The plot had been extinguished; all that remained was the disposal of its festering evidence. Allowing this man's family to hold the normal public funeral with a procession through the streets, flute music, and hired mourners prancing around dressed as his famous ancestors had struck the suave Palace secretaries as a poor way to keep a failed conspiracy quiet. So they ordered a minor functionary to arrange a tactful errand boy; this clerk sent for me. I had a large family who relied on me and a violent landlord whose rent stood several weeks in arrears; for flunkeys with unorthodox burials to arrange I was easy prey.
‘Well, standing here won't shift him—'
I hauled away the covering, exposing the body full length.
The corpse lay just as it had fallen, yet hideously different.
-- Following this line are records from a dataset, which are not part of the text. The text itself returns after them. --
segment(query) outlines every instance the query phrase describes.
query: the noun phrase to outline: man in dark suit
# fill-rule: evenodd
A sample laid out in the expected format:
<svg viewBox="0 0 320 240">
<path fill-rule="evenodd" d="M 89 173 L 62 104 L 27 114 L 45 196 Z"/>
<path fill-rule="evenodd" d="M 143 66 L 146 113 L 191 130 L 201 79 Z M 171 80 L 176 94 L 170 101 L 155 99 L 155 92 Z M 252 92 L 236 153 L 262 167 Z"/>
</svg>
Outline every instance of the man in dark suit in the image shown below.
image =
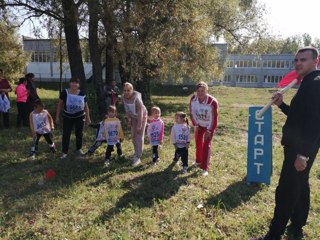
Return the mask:
<svg viewBox="0 0 320 240">
<path fill-rule="evenodd" d="M 316 69 L 318 51 L 313 47 L 297 51 L 294 65 L 303 78 L 290 106 L 281 93 L 274 94 L 275 105 L 287 115 L 281 144 L 284 161 L 276 189 L 276 206 L 269 232 L 260 240 L 280 240 L 287 229 L 296 239 L 303 238 L 303 226 L 310 208 L 309 173 L 320 146 L 320 71 Z"/>
</svg>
We could sense how its innards were collapsing while maggots seethed within. I dared not look at the face.
‘Jupiter, Falco; this bastard was middle-class!' Frontinus looked troubled. ‘You ought to know, no middle-ranker passes on without an announcement in the Daily Gazette to warn the gods in Hades that the shade of an eminent person is expecting the best seat in Charon's ferryboat—'
He was right. If a body came to light wearing clothing with the narrow purple bands of a Roman knight, busy officials would insist on knowing whose son or father this worthy specimen had been.
‘Let's hope he's not modest,' I agreed quietly. ‘He'll have to be undressed…'
Julius Frontinus muttered my brother's rude word again.